Serendipity Exploration: All models exhibit low serendipity recall (SerenHit $<$ 0.15), with larger models only modestly outperforming smaller ones. Notably, removal of intermediate summaries sometimes increases performance, suggesting summarization may induce additional hallucinations in exploration. No model dominates all metrics, underlining the challenge of reliably surfacing non-obvious, yet meaningful, connections.

Partition Robustness: Cross-partition evaluation (ensemble, expert, RNS-guided) yields high correlation, validating the benchmark construction and the RNS metric. The testbed is robust to labeling and methodological choices.

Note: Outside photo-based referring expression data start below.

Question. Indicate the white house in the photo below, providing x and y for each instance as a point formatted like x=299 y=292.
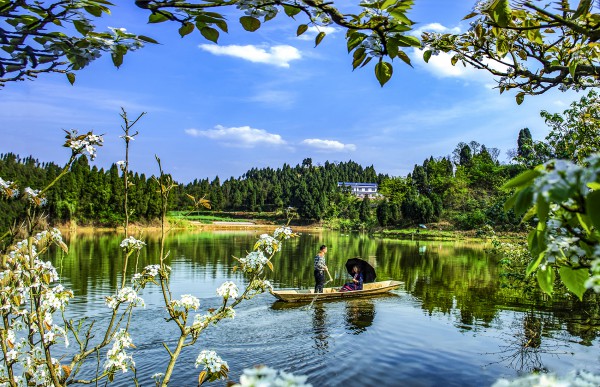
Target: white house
x=361 y=189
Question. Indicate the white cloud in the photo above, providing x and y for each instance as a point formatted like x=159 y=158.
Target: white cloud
x=436 y=27
x=280 y=55
x=440 y=65
x=330 y=145
x=313 y=31
x=243 y=136
x=279 y=98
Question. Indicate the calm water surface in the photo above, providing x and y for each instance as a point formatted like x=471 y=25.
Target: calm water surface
x=450 y=325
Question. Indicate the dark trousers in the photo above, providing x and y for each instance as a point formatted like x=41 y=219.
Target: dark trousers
x=319 y=281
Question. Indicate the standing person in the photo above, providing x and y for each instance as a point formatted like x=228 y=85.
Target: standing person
x=357 y=281
x=320 y=268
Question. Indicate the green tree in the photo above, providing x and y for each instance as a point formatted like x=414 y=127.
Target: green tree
x=575 y=134
x=59 y=36
x=530 y=46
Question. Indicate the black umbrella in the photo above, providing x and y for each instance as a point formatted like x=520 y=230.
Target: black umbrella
x=367 y=270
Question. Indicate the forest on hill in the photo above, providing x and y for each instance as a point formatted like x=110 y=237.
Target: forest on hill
x=464 y=190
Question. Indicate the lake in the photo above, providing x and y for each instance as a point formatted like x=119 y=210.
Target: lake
x=451 y=324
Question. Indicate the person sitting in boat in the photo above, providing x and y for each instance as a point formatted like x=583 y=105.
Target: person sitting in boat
x=357 y=280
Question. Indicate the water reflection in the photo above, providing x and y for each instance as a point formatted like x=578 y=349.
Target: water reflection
x=321 y=334
x=528 y=341
x=451 y=288
x=359 y=315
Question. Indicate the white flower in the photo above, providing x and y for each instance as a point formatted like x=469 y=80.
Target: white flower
x=186 y=302
x=254 y=261
x=283 y=233
x=211 y=361
x=127 y=294
x=83 y=143
x=265 y=376
x=116 y=357
x=8 y=189
x=130 y=244
x=34 y=197
x=228 y=289
x=268 y=244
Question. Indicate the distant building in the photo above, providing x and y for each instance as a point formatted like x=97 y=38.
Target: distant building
x=362 y=190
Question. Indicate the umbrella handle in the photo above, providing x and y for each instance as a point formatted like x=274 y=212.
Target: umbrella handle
x=329 y=274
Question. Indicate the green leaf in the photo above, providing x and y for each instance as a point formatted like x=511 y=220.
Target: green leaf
x=401 y=17
x=427 y=56
x=524 y=201
x=520 y=97
x=545 y=278
x=250 y=23
x=302 y=28
x=502 y=46
x=291 y=11
x=319 y=38
x=500 y=13
x=542 y=208
x=585 y=222
x=521 y=180
x=186 y=29
x=222 y=25
x=81 y=27
x=573 y=68
x=405 y=58
x=592 y=205
x=582 y=9
x=409 y=41
x=210 y=34
x=533 y=265
x=147 y=39
x=93 y=10
x=117 y=58
x=385 y=4
x=383 y=72
x=471 y=15
x=593 y=185
x=354 y=39
x=359 y=56
x=574 y=279
x=158 y=17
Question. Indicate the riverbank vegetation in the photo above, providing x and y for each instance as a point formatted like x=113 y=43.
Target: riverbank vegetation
x=464 y=190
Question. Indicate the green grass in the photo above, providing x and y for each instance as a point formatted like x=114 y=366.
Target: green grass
x=207 y=219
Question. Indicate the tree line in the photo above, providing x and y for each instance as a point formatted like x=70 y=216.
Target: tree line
x=463 y=189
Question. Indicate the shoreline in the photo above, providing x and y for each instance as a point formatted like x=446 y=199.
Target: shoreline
x=189 y=226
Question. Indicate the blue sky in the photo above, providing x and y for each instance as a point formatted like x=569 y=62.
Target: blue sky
x=267 y=98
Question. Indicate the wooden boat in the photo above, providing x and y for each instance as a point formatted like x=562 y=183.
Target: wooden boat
x=308 y=295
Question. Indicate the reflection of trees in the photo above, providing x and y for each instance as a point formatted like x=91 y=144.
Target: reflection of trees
x=450 y=278
x=446 y=277
x=582 y=318
x=359 y=315
x=320 y=335
x=528 y=341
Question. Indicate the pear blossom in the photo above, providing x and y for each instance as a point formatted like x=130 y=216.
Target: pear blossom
x=186 y=302
x=283 y=233
x=265 y=376
x=131 y=244
x=34 y=197
x=127 y=294
x=211 y=361
x=83 y=143
x=117 y=357
x=268 y=244
x=228 y=289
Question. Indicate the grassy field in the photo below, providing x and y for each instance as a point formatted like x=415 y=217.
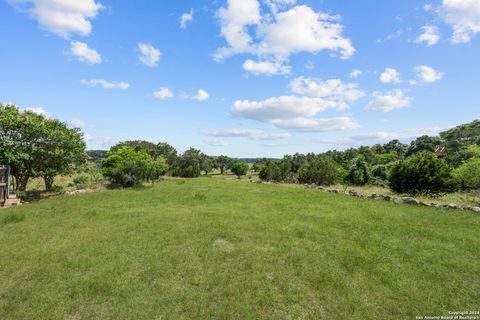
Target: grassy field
x=224 y=249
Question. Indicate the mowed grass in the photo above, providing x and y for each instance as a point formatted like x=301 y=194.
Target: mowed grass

Implications and Future Directions

The findings indicate that, while LLMs have strong retrieval and reasoning capabilities within the explicit knowledge embodied by KGs, their ability for serendipity-driven discovery is severely limited under current architectures and training regimes. This underscores the distinction between extrapolative (retrieval, reasoning) and truly generative (hypothesis-forming, non-trivial link finding) modes. The modular, open-source SerenQA toolkit provides a rigorous foundation for future work in AI-accelerated scientific discovery, suggesting that further progress will require:

Explicit modeling of out-of-graph priors, possibly via integration of multiple KGs or external (literature-derived) evidence bases.
Joint optimization of factuality and serendipity via multi-agent or Mixture-of-Experts (MoE) architectures.
Improved prompt engineering and systematic chain-of-thought methods for abstraction and analogy.
Scaling human-in-the-loop feedback to refine RNS weighting and supervision.

Conclusion

SerenQA codifies the evaluation of serendipitous knowledge discovery in KGQA and applies it to drug repurposing, combining theoretical rigor in metric design, robust benchmark annotation, and empirical LLM evaluation. The results expose substantial gaps in current LLM methodologies for scientific serendipity, motivating future research at the intersection of automated knowledge mining, generative reasoning, and interdisciplinary expert curation. The tools and resources made publicly available by this work are positioned to catalyze systemic improvements in the development of genuinely discovery-oriented language agents.